REPUBLIKA.CO.ID, TANJUNG PINANG -- Kepala Dinas Pendidikan (Disdik) Provinsi Kepulauan Riau, Muhammad Dali, menegaskan siswa SMA/SMK sederajat yang terlibat dalam aksi unjuk rasa penolakan Omnibus Law UU Cipta Kerja akan dikenakan sanksi. Sanksi yang diberikan sesuai kebijakan di masing-masing sekolah.
"Saya sudah minta tiap-tiap sekolah memberikan sanksi bagi siswa yang kedapatan ikut demo," kata Dali di Tanjungpinang, Rabu (14/10).
Sanksi yang diberikan berdasarkan seberapa jauh keterlibatan para siswa dalam unjuk rasa tersebut. Jika hanya ikut-ikutan saja tanpa berbuat anarkis, maka akan diberikan peringatan saja.

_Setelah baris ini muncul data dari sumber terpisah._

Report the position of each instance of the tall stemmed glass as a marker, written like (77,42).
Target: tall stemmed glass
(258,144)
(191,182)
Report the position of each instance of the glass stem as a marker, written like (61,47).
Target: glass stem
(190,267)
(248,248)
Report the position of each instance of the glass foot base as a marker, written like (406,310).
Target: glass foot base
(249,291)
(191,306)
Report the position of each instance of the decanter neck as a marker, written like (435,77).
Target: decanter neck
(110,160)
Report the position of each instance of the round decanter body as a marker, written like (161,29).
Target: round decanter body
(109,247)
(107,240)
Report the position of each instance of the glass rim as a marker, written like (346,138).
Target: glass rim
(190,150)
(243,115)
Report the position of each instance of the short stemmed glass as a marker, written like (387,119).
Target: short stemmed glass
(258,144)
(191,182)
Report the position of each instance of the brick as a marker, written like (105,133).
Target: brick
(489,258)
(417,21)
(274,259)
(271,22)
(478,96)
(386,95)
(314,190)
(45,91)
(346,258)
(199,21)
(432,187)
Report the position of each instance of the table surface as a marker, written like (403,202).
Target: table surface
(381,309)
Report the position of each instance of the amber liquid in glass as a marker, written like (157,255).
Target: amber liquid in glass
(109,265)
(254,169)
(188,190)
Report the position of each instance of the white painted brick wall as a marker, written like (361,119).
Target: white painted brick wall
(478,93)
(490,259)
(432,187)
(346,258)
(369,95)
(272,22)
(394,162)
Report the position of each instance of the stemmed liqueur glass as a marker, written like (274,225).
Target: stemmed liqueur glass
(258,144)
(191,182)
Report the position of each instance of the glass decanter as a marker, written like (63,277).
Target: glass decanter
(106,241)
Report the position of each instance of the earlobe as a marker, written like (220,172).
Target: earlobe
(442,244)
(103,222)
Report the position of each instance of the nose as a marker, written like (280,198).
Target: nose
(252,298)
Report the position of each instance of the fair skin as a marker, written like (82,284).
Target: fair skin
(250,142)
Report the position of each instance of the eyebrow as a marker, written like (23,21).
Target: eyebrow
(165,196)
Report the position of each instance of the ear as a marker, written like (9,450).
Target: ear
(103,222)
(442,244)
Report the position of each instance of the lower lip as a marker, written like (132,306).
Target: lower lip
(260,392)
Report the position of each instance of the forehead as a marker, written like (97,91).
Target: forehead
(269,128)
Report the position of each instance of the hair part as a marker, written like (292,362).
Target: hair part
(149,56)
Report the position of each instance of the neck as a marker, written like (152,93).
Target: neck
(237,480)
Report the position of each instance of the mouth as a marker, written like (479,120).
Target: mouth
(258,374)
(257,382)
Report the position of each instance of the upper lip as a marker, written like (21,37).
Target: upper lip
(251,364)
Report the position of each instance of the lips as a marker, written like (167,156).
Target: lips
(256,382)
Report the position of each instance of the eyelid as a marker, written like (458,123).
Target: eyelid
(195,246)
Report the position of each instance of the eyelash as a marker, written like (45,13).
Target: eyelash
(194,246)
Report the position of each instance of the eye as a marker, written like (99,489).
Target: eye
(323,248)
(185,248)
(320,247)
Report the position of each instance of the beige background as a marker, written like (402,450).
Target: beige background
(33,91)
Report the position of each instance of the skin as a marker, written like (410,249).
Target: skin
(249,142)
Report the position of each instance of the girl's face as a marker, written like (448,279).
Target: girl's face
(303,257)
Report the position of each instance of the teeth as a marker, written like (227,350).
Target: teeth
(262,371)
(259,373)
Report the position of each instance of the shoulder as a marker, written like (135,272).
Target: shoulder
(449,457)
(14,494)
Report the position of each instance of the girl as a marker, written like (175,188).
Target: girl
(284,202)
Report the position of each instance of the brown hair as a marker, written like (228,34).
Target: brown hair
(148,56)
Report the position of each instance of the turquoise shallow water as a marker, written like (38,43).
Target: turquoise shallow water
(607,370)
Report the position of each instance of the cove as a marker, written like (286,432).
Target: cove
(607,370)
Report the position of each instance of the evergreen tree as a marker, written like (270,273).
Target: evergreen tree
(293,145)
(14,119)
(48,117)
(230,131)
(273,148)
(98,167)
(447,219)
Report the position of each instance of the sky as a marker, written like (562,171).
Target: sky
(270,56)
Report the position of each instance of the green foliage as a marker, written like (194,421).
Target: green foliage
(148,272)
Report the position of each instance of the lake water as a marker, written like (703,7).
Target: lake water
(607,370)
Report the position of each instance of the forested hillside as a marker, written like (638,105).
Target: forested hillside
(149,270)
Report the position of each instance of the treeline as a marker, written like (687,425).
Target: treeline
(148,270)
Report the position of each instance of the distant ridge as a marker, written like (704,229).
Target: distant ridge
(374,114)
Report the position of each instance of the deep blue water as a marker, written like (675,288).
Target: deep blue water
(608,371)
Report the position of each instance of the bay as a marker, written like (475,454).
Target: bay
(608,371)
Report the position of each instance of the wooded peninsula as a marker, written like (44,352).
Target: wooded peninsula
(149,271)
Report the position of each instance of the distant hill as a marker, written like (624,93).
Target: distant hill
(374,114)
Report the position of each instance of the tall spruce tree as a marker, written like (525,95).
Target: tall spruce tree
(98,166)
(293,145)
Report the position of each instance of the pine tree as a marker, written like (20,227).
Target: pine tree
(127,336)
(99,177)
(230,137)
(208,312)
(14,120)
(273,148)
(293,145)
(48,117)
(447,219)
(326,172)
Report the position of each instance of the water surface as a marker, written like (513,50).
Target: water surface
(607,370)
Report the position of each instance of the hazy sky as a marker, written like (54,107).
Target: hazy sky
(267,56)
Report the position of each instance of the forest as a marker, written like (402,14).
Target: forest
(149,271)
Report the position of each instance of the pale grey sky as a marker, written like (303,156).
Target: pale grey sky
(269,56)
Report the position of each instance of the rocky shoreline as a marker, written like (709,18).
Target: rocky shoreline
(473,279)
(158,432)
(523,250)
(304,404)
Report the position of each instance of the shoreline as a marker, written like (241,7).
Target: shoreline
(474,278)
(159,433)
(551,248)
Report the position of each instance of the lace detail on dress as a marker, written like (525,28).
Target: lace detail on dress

Namun, katanya, apabila sudah mengarah kepada tindakan anarkis seperti merusak atau membakar fasilitas umum, maka orang tuanya akan dipanggil dan diberikan pembinaan terhadap anaknya. "Maka itu, kami mengimbau pelajar fokus belajar saja, jangan terpengaruh buat ikut-ikutan aksi," imbuhnya.
Dali mengatakan, Disdik Kepri sudah menerbitkan Surat Edaran (SE) nomor B/420/475.2/DISDIK/2020 tentang pencegahan keterlibatan peserta didik dalam aksi unjuk rasa yang berpotensi kekerasan pada 7 Oktober 2020. Dalam SE itu, kata dia, satuan pendidikan diminta proaktif mencegah pelaksanaan unjuk rasa yang diikuti para siswa dengan tetap melaksanakan pembelajaran melalui media daring.
"Namun puluhan siswa ternyata kedapatan demo menolak Omnibus Law. Dalam sepekan ini sudah dua kali mereka ikut demo. Kami akan mengonfirmasi ke satuan pendidikan, kenapa hal seperti ini bisa terjadi," ucap Dali.
Sementara itu, Pjs Gubernur Provinsi Kepri Bahtiar Baharuddin mengaku prihatin karena atas keterlibatan pelajar dalam aksi demo menolak UU Cipta Kerja bersama mahasiswa dan serikat buruh di daerah tersebut. "Saya mendapat laporan ada puluhan pelajar yang diamankan polisi dan jujur ini sangat memprihatinkan. Seharusnya tugas mereka itu belajar, bukan demo," kata Bahtiar.
Bahtiar mengimbau satuan pendidikan maupun orangtua memperketat pengawasan terhadap anak-anak mereka supaya tidak terlibat dalam unjuk rasa penolakan Omnibus Law. Menurutnya, di beberapa daerah lainnya juga terdapat sejumlah siswa yang melakukan aksi serupa, bahkan di antara mereka ada yang bertindak anarkis dengan merusak atau membakar fasilitas publik.
"Saya tidak menginginkan pelajar di Kepri melakukan tindakan kriminal, yang pada akhirnya dapat merugikan orang ramai, terutama diri sendiri dan keluarga," tuturnya.